Joshua

George Ratliff

BY Radheyan SimonpillaiPublished Jul 13, 2007

With the B-movie premise and gaps in logic aside, Joshua is a chilling exercise in upper-class familial strife. Religious pressure, post-partum depression, a new-born with unending fits of crying and noisy upstairs renovations all test the patience of Brad and Abby Cairn (Sam Rockwell and Vera Farmiga, respectively) but it’s their almost demon-like nine-year-old son Joshua (Jacob Kogan) that tips the scale on this chic Manhattan couple.

Joshua might be a musical prodigy on the piano and an overachiever in his class (his teachers suggest he skip two grades) but he’s little more than an enigma to his parents. He’s the kind of child that gets purposefully tagged in dodge ball so that he can sit out and continue to read a book. He keeps his tie on tight and his hair perfectly coiffed. He walks with stiff arms and his sunken eyes stare out with a blank expression. And he has an unhealthy fascination with embalming. Even the child himself frequently questions the foundations of his parents’ purported unconditional love.
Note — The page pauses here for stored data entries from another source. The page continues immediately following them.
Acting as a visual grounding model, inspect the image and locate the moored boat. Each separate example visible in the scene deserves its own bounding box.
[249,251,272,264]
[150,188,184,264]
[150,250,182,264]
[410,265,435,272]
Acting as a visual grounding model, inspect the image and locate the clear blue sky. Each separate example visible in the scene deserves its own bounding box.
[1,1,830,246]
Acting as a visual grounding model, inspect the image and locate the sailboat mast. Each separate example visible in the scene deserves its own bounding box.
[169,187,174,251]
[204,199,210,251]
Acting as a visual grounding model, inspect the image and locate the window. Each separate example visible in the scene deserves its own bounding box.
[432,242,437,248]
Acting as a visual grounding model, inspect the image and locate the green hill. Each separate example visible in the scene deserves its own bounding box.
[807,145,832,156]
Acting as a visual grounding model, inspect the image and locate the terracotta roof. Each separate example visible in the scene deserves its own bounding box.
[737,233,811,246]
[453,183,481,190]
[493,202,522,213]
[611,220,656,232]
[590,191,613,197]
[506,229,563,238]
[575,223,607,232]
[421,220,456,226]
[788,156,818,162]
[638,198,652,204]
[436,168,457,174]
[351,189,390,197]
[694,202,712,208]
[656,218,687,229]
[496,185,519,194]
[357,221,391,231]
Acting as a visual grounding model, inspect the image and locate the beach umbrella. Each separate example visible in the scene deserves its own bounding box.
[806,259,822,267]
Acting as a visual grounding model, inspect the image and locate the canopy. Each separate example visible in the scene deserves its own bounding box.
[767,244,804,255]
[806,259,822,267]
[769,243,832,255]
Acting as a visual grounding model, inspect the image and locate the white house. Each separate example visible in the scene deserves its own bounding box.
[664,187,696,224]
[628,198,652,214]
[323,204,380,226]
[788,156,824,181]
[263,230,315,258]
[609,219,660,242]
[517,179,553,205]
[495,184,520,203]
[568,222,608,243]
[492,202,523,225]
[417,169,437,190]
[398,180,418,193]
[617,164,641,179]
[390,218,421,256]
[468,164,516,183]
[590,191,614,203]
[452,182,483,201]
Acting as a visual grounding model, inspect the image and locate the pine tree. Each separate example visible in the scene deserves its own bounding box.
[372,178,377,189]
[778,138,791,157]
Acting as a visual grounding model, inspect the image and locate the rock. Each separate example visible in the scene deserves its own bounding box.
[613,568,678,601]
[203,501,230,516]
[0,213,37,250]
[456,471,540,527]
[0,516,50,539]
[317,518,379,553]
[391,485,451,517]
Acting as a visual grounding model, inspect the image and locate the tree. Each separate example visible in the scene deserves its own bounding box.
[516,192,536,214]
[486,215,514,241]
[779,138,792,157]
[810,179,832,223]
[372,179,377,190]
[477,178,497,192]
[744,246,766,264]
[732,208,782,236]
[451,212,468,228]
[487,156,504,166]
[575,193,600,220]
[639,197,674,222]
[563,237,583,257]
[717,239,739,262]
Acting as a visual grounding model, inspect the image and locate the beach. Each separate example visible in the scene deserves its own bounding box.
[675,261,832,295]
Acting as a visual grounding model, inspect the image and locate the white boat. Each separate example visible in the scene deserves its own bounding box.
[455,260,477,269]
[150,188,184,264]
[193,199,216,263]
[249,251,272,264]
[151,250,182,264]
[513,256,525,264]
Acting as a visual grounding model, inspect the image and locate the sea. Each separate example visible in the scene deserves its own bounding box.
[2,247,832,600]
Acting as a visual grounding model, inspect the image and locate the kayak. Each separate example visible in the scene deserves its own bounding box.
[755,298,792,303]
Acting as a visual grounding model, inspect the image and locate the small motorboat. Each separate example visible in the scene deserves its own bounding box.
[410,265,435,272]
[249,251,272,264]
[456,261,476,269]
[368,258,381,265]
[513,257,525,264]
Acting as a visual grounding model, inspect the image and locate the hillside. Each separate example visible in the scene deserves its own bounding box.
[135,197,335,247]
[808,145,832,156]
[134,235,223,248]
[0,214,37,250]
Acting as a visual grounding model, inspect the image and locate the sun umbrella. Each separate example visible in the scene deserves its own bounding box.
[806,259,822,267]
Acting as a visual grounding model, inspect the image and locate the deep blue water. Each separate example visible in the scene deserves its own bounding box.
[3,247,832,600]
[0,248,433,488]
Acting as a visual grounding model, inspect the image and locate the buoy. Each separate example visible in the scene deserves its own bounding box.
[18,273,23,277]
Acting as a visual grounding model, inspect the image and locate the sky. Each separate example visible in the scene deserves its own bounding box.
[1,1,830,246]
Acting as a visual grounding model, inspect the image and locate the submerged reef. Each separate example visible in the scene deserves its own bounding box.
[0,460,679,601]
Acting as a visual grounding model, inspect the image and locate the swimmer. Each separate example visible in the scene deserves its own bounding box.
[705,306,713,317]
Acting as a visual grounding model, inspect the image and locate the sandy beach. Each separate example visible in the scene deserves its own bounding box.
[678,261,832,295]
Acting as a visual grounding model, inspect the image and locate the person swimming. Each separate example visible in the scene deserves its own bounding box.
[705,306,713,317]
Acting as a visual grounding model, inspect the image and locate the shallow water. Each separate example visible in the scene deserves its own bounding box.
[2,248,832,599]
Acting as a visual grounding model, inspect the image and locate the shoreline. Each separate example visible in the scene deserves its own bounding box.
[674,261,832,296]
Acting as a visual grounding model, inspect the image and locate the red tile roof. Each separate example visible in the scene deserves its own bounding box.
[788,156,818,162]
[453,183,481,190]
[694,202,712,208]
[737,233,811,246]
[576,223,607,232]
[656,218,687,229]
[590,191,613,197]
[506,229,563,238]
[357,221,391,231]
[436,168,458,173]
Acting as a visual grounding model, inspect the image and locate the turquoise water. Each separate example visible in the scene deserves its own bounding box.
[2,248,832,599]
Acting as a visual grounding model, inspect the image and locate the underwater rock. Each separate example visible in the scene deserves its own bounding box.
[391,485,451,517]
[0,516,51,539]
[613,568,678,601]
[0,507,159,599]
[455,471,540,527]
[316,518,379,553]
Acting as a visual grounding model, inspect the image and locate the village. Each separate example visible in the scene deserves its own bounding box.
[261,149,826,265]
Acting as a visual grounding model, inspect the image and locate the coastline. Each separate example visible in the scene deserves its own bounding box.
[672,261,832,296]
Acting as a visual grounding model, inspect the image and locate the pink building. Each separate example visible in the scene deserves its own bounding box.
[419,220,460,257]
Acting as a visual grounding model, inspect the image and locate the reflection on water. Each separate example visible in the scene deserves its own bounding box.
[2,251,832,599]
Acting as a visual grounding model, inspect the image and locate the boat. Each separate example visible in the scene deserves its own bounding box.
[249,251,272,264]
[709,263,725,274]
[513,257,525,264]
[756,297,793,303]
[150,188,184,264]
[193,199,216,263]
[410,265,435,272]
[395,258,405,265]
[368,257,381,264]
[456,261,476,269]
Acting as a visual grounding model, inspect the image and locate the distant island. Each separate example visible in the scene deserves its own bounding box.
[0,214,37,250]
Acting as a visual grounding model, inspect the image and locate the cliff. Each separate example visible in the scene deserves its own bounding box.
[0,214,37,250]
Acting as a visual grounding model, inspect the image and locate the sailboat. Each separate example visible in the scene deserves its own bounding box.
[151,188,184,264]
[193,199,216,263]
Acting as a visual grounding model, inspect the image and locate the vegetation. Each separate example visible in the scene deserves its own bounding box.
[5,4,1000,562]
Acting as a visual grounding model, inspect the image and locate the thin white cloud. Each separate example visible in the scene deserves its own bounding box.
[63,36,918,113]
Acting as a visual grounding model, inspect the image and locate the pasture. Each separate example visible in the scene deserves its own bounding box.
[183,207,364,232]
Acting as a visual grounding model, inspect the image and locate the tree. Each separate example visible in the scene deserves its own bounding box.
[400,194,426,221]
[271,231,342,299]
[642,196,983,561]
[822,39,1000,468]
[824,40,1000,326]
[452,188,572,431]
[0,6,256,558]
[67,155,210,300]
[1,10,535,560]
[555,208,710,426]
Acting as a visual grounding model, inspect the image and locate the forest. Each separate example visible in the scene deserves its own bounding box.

So, like any psychopathic boy genius, he puts that love to the test by aggravating the once peaceful newborn, spooking his parents at the turn of every corner, causing all manner of calamities and playing head games with his slightly unbalanced mother.

In due manner, the film threatens to veer off into the preposterous but it is anchored by the crackling smart and funny screenplay, and the remarkable performances of its cast, particularly Rockwell and Farmiga, who deliver some of their finest work. Farmiga naturally shifts from prize wife to unstable invalid, while Rockwell allows his easygoing manner to crack slowly, becoming the hardened father who can’t quite figure out how to punish such a child.

Director George Ratliff does an impeccable job of guiding this thriller through the cold atmospherics of a convincing family anxiety drama, with muted colours and predominantly restrained performances. The director also shows Zen-like control by keeping the violence off-screen and working with nothing but suggestion. Ratliff’s smart enough to know that you don’t need onscreen gore to curdle the blood of the audience, just put a creepy nine-year-old on the piano and let all the wrong notes fall into the right places.